Le travail mémoriel engagé par la Ville de Bordeaux  s'est donc notamment concentré sur les plaques de rues. Les premières plaques  biographiques visant à présenter le rôle de personnalités bordelaises dans la traite et/ou l'esclavage ont été posées au mois de juin 2020 à la suite des mouvements de protestation en raison de la mort de Georges Floyd aux Etats-Unis. Cinq plaques ont alors été posées dans les rues Gradis, Gramont et Desse, place Mareilhac, passage Feger. La nouvelle équipe municipale poursuit aujourd'hui ce "faire mémoire" avec l'installation de nouvelles plaques (Saige, Guestier, Colbert, Louverture, Baour, Balguerie-Stuttenberg, Journu-Auber, Nairac, de Bethmann, Ravezies) et le remplacement des précentes dans un objectif d'homogénéisation et de précision via l'ajout de la phrase suivante : "

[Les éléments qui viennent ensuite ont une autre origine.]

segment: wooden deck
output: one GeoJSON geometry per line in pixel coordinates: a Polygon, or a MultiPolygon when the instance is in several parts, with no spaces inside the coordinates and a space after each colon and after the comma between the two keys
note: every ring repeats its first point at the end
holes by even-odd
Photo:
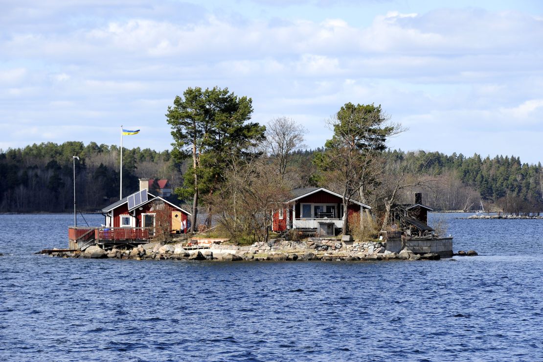
{"type": "Polygon", "coordinates": [[[104,246],[131,245],[149,241],[146,228],[74,227],[68,228],[68,248],[84,250],[93,245],[104,246]]]}

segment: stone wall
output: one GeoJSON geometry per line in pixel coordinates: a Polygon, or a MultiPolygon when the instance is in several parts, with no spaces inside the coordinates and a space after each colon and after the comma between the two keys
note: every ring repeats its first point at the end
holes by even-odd
{"type": "Polygon", "coordinates": [[[406,239],[404,249],[418,254],[435,253],[440,257],[452,256],[452,238],[406,239]]]}

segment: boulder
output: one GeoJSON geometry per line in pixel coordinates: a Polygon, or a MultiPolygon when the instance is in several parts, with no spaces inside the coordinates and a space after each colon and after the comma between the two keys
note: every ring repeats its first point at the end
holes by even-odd
{"type": "Polygon", "coordinates": [[[281,254],[280,253],[277,253],[276,254],[273,254],[270,255],[270,258],[272,260],[275,260],[276,261],[285,260],[287,257],[285,256],[284,254],[281,254]]]}
{"type": "Polygon", "coordinates": [[[190,257],[188,257],[189,260],[205,260],[205,257],[204,254],[201,253],[199,250],[197,252],[191,253],[190,257]]]}
{"type": "Polygon", "coordinates": [[[141,247],[146,251],[147,251],[148,250],[153,251],[153,249],[154,249],[155,246],[160,245],[160,243],[158,242],[148,242],[147,244],[141,245],[141,247]]]}
{"type": "Polygon", "coordinates": [[[159,248],[159,252],[161,254],[173,253],[174,251],[175,251],[175,248],[174,248],[173,245],[171,244],[166,244],[166,245],[163,245],[159,248]]]}
{"type": "Polygon", "coordinates": [[[409,259],[409,257],[413,255],[414,253],[411,250],[403,249],[398,254],[398,257],[400,259],[409,259]]]}
{"type": "Polygon", "coordinates": [[[98,245],[91,245],[85,249],[85,258],[98,259],[103,257],[105,254],[105,252],[98,245]]]}
{"type": "Polygon", "coordinates": [[[226,253],[222,254],[220,260],[223,261],[238,261],[239,260],[243,260],[243,258],[235,254],[226,253]]]}
{"type": "Polygon", "coordinates": [[[306,260],[311,260],[315,259],[315,253],[312,253],[311,252],[307,252],[304,254],[304,259],[306,260]]]}
{"type": "Polygon", "coordinates": [[[421,259],[426,259],[428,260],[437,260],[440,258],[441,257],[437,253],[427,253],[420,257],[421,259]]]}

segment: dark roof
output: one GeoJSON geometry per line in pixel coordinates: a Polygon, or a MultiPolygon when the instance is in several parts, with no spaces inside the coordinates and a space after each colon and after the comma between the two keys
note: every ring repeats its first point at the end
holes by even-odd
{"type": "MultiPolygon", "coordinates": [[[[132,194],[131,194],[130,195],[132,195],[132,194]]],[[[149,195],[149,196],[151,196],[151,197],[155,197],[155,195],[153,195],[152,194],[150,194],[149,192],[147,192],[147,195],[149,195]]],[[[128,196],[130,196],[130,195],[128,195],[128,196]]],[[[105,207],[105,208],[104,208],[103,209],[102,209],[102,212],[103,213],[106,213],[106,212],[111,210],[112,209],[115,209],[116,208],[117,208],[117,207],[121,206],[123,204],[128,202],[128,196],[127,196],[126,197],[123,197],[122,199],[121,199],[120,200],[119,200],[117,202],[114,202],[112,204],[111,204],[111,205],[110,205],[109,206],[105,207]]]]}
{"type": "Polygon", "coordinates": [[[318,190],[320,188],[300,188],[299,189],[294,189],[291,192],[293,196],[292,198],[296,198],[300,196],[302,196],[306,194],[309,194],[315,190],[318,190]]]}
{"type": "Polygon", "coordinates": [[[409,209],[413,209],[413,208],[415,208],[417,206],[421,207],[423,209],[426,209],[428,211],[434,210],[434,209],[432,209],[432,208],[428,206],[426,206],[426,205],[422,205],[422,204],[402,204],[401,205],[395,205],[394,207],[400,207],[403,209],[405,209],[406,210],[409,210],[409,209]]]}
{"type": "Polygon", "coordinates": [[[402,217],[402,220],[403,220],[404,222],[407,222],[408,224],[411,224],[419,230],[422,230],[422,231],[434,230],[433,229],[432,229],[427,224],[424,223],[422,221],[419,221],[419,220],[415,220],[414,219],[411,219],[411,217],[407,217],[406,216],[402,217]]]}
{"type": "MultiPolygon", "coordinates": [[[[292,194],[294,197],[293,197],[290,200],[288,200],[288,202],[292,202],[293,201],[295,201],[296,199],[300,198],[306,195],[310,195],[313,194],[314,192],[317,192],[317,191],[323,191],[325,192],[328,192],[329,194],[331,194],[335,196],[337,196],[340,198],[343,198],[342,195],[339,195],[339,194],[334,192],[332,191],[330,191],[327,189],[325,189],[324,188],[300,188],[298,189],[294,189],[294,190],[291,191],[291,193],[292,194]]],[[[369,205],[366,205],[365,204],[363,204],[359,201],[357,201],[357,200],[355,200],[352,198],[351,199],[350,202],[353,203],[357,204],[357,205],[360,205],[361,206],[367,209],[371,208],[369,205]]]]}

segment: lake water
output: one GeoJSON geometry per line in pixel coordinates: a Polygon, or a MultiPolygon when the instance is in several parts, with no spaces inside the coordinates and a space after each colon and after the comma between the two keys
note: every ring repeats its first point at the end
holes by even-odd
{"type": "Polygon", "coordinates": [[[459,216],[478,257],[229,264],[34,255],[73,216],[0,215],[0,360],[543,360],[543,220],[459,216]]]}

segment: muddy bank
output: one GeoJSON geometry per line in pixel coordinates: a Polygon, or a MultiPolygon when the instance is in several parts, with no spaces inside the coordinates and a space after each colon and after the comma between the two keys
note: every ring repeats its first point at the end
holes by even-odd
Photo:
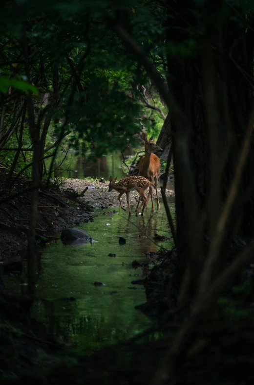
{"type": "MultiPolygon", "coordinates": [[[[3,189],[5,171],[0,169],[0,201],[8,196],[3,189]]],[[[63,179],[58,185],[51,184],[48,189],[42,189],[36,229],[38,242],[43,241],[42,237],[50,236],[64,227],[92,221],[92,213],[96,209],[118,207],[118,193],[114,190],[108,192],[108,183],[91,179],[63,179]],[[84,195],[78,196],[86,187],[88,189],[84,195]]],[[[0,204],[0,261],[17,255],[22,257],[25,254],[31,194],[25,190],[30,184],[29,180],[24,177],[20,179],[11,192],[18,192],[18,195],[0,204]]],[[[174,193],[167,190],[166,194],[173,196],[174,193]]],[[[159,196],[161,196],[160,190],[159,196]]],[[[138,197],[138,192],[132,192],[130,204],[135,204],[138,197]]],[[[122,199],[127,208],[125,194],[122,199]]]]}
{"type": "MultiPolygon", "coordinates": [[[[109,207],[118,207],[119,206],[118,200],[119,193],[115,190],[108,192],[108,181],[105,182],[98,182],[94,179],[86,179],[85,180],[82,179],[62,179],[64,184],[64,188],[73,189],[75,191],[81,192],[84,191],[86,186],[88,187],[88,190],[84,194],[84,202],[87,204],[92,205],[96,208],[106,209],[109,207]]],[[[161,197],[160,189],[158,189],[159,197],[161,197]]],[[[148,190],[146,192],[147,196],[148,190]]],[[[172,190],[166,190],[167,196],[174,196],[174,192],[172,190]]],[[[153,192],[154,201],[156,199],[155,192],[153,192]]],[[[132,191],[130,194],[129,202],[130,205],[137,203],[139,194],[136,191],[132,191]]],[[[121,199],[123,205],[127,208],[126,202],[126,196],[124,194],[121,199]]],[[[155,206],[156,207],[156,205],[155,206]]],[[[149,209],[148,209],[149,210],[149,209]]],[[[134,212],[134,210],[133,210],[134,212]]]]}
{"type": "MultiPolygon", "coordinates": [[[[8,196],[3,190],[6,174],[0,172],[0,201],[8,196]]],[[[31,194],[25,190],[30,181],[23,178],[15,184],[13,199],[0,204],[0,261],[25,255],[30,216],[31,194]]],[[[36,227],[38,243],[64,227],[92,221],[94,207],[85,200],[75,198],[71,192],[51,184],[40,192],[39,217],[36,227]]]]}

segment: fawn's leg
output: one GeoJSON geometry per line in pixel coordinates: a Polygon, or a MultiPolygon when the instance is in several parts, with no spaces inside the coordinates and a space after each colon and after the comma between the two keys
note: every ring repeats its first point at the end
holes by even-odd
{"type": "Polygon", "coordinates": [[[138,204],[137,204],[137,207],[136,208],[136,210],[135,210],[135,213],[139,213],[139,208],[138,208],[138,206],[139,206],[139,205],[140,201],[140,195],[139,195],[139,198],[138,198],[138,204]]]}
{"type": "Polygon", "coordinates": [[[121,198],[121,197],[122,196],[122,195],[123,195],[123,194],[124,194],[125,192],[125,190],[122,190],[122,191],[120,193],[120,194],[119,194],[119,195],[118,195],[118,200],[119,201],[119,203],[120,203],[120,207],[121,207],[121,209],[123,209],[123,210],[124,210],[124,211],[126,211],[126,209],[124,209],[124,208],[123,207],[123,206],[122,206],[122,202],[121,202],[121,200],[120,200],[120,198],[121,198]]]}
{"type": "Polygon", "coordinates": [[[125,193],[126,194],[126,200],[127,201],[128,208],[129,209],[129,215],[130,215],[131,212],[130,211],[130,206],[129,205],[129,191],[126,191],[125,193]]]}
{"type": "Polygon", "coordinates": [[[158,210],[160,207],[160,202],[159,202],[159,196],[158,196],[158,188],[157,187],[157,184],[158,183],[158,175],[156,175],[154,177],[154,184],[155,185],[155,190],[156,191],[156,196],[157,196],[157,208],[158,210]]]}
{"type": "MultiPolygon", "coordinates": [[[[151,182],[152,182],[152,183],[154,183],[154,182],[153,180],[153,176],[152,177],[151,179],[151,182]]],[[[152,213],[154,213],[155,210],[154,209],[154,206],[153,205],[153,192],[152,191],[152,189],[151,187],[149,188],[149,192],[151,194],[151,200],[152,201],[152,213]]]]}
{"type": "Polygon", "coordinates": [[[144,190],[138,190],[138,192],[139,192],[139,193],[140,194],[140,195],[141,196],[141,197],[142,198],[142,203],[141,205],[140,206],[140,208],[141,208],[141,207],[143,206],[143,209],[142,209],[142,211],[141,212],[141,215],[144,215],[144,210],[145,210],[145,209],[146,208],[146,205],[147,201],[148,200],[148,198],[146,196],[146,194],[145,193],[145,192],[144,191],[144,190]]]}

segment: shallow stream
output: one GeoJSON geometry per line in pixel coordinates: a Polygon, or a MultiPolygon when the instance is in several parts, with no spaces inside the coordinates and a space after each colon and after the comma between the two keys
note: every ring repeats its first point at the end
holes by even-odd
{"type": "MultiPolygon", "coordinates": [[[[174,213],[173,202],[169,205],[174,213]]],[[[59,239],[42,248],[38,258],[32,315],[59,339],[89,352],[127,340],[151,325],[151,319],[134,308],[146,300],[144,287],[131,284],[144,278],[148,268],[134,268],[132,262],[149,261],[146,253],[172,246],[172,241],[155,244],[144,236],[170,236],[162,202],[153,215],[150,202],[144,217],[129,218],[119,208],[110,210],[97,211],[94,222],[80,226],[96,241],[92,245],[65,245],[59,239]],[[119,244],[120,236],[125,244],[119,244]],[[95,286],[95,281],[106,286],[95,286]]],[[[25,265],[20,276],[3,276],[5,292],[25,292],[26,277],[25,265]]]]}

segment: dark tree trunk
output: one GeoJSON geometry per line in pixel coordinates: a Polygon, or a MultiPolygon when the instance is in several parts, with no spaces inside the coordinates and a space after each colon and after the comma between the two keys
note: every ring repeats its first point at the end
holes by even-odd
{"type": "Polygon", "coordinates": [[[163,152],[161,154],[158,154],[161,161],[167,161],[168,155],[169,152],[170,143],[171,142],[171,115],[169,112],[168,114],[159,135],[159,138],[157,141],[157,144],[161,148],[162,148],[163,152]]]}

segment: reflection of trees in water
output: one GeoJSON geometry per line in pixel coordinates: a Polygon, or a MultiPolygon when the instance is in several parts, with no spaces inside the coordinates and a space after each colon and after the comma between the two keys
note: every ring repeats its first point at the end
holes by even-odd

"La traite négrière et l’esclavage ont été reconnus en France en tant que crime contre l’humanité par la loi dite « Taubira » promulguée le 21 mai 2001."

 

 

 

[1] Hassenteufel P., « Les processus de mise sur agenda : sélection et construction des problèmes publics », Informations sociales, 1, n°157, 2010, pp. 50-58

[2] Les mouvements de protestations contre les violences policières et en soutien aux populations noires se sont multipliées dans le monde et particulièrement en Europe, ciblant le passé colonialiste de certains pays : cf. https://www.ouest-france.fr/monde/etats-unis/mort-de-george-floyd-la-vague-de-manifestations-contre-le-racisme-gagne-l-europe-6860972 ; https://fr.euronews.com/2020/06/11/apres-la-mort-de-george-floyd-les-manifestations-ciblent-le-passe-colonialiste-de-l-europe ; https://www.franceinter.fr/emissions/geopolitique/geopolitique-09-juin-2020

[3] Michel A. (2020), Un monde en nègre et blanc. Enquête historique sur l’ordre racial, Seuil, coll. « Points », p. 21.